Last updated May 24, 2017

Place for me to store notes on reinforcement learning, with a focus on the details of the derivations.

This is a draft, and will never be more than a draft. Intended as a reference for me, may not be legible to other people. Only posting publicly in case other people find it useful.

TODO: Add paper links for where I first encountered these proofs, relevant papers, etc.

Table of Contents


Let \(X\) be a random variable with known p.d.f. \(p_\theta(X)\). (From here on, \(\theta\) will be omitted. In general, \(\theta\) will be specified the first time, and will be implicit all other times.) Let \(J(\theta)\) be some cost function defined as

\[J(\theta) = \mathbb{E}[f(X)] = \int_x f(x)p(x)\, dx\]

for some arbitrary function \(f(x)\) that does not depend on \(\theta\).

We want to compute \(\nabla_\theta J(\theta)\). Using the log derivative trick, we can change the gradient of the expectation to the expectation of the gradient.

\[\nabla_\theta J(\theta) = \int_x f(x) \nabla_\theta p(x) \, dx = \int_x f(x) p(x) \nabla_\theta \log(p(x)) \, dx = \mathbb{E}[f(x) \nabla_\theta \log(p(x))]\]

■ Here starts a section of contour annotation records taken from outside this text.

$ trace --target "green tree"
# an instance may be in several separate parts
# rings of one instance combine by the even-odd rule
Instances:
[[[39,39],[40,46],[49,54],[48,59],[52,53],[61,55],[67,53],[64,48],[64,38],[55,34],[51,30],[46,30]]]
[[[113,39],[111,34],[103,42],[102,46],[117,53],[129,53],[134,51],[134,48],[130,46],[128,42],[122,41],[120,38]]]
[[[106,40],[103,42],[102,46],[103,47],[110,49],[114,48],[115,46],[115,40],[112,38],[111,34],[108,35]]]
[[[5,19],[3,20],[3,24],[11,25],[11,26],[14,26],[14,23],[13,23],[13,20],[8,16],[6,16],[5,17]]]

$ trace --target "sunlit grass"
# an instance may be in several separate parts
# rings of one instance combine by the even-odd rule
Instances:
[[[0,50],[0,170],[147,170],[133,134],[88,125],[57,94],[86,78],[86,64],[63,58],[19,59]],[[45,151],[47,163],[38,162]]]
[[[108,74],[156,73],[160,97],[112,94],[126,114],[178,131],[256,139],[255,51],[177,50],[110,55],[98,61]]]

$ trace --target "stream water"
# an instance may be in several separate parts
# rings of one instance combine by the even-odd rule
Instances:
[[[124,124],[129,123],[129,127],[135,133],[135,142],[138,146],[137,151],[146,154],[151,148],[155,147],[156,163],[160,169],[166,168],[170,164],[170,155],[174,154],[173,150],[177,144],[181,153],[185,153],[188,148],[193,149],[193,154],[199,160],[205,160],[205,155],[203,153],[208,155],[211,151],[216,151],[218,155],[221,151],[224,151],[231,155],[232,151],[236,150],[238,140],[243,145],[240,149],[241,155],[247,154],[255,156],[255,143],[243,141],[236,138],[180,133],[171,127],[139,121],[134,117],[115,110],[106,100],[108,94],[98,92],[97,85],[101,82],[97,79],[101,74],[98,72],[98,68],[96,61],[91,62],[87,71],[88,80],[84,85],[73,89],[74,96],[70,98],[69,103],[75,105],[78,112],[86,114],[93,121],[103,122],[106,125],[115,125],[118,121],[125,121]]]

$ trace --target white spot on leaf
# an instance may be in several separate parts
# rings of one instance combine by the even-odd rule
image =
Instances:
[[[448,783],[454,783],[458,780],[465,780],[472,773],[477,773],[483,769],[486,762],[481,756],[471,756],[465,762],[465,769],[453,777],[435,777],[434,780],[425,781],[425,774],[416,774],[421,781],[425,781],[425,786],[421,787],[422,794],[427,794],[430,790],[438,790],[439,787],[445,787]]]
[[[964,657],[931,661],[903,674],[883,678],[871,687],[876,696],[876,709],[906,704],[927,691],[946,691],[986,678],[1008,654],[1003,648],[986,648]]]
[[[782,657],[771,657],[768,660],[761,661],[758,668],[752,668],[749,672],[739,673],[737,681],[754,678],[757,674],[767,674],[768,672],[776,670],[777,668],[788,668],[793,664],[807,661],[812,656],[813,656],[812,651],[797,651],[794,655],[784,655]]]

Now that this is an expectation, we can get an approximate gradient by sampling \(x\).

So far, none of the derivation is RL specific. Let’s now suppose the random variable is trajectories \(\tau = (s_0,a_0,s_1,a_1,s_2,\cdots)\), generated by policy \(\pi_\theta\) in an MDP. Let’s then have \(f(\tau)\) be the reward over the trajectory. \(J(\theta)\) is now the expected reward of the policy, and the gradient gives a way to update the policy to increased reward.

Once we assume we’re in an MDP, we get some magic cancellations.

\[p(\tau) = p(s_0) \prod_{i=0}^\infty \pi(a_i|s_i)p(s_{i+1}|s_i)\] \[\log p(\tau) = \log p(s_0) + \sum_{i} \left(\log \pi(a_i|s_i) + \log p(s_{i+1}|s_i) \right)\]

Note that the dynamics (\(p(s_0)\) and \(p(s_{i+1}|s_i)\)) do not depend on \(\theta\), so when we compute the gradient, they get cancelled out, leaving.

\[g = \nabla_\theta J(\theta) = \mathbb{E}\left[f(\tau) \sum_{i} \nabla_\theta \log \pi_\theta(a_i|s_i)\right]\]

Expectation of Score Function is Zero.


\[\mathbb{E}_{a_i|s_i}\left[\nabla_\theta \log \pi(a_i | s_i)\right] = \int_{a_i} \pi(a_i|s_i)\nabla_\theta \log \pi(a_i | s_i) \,da_i = \int_{a_i} \nabla_\theta \pi(a_i|s_i) \,da_i = \nabla_\theta \int_{a_i} \pi(a_i|s_i) \,da_i = \nabla_\theta 1 = 0\]

Any time we can move everything except the score function out of the expectation, we can cancel that term.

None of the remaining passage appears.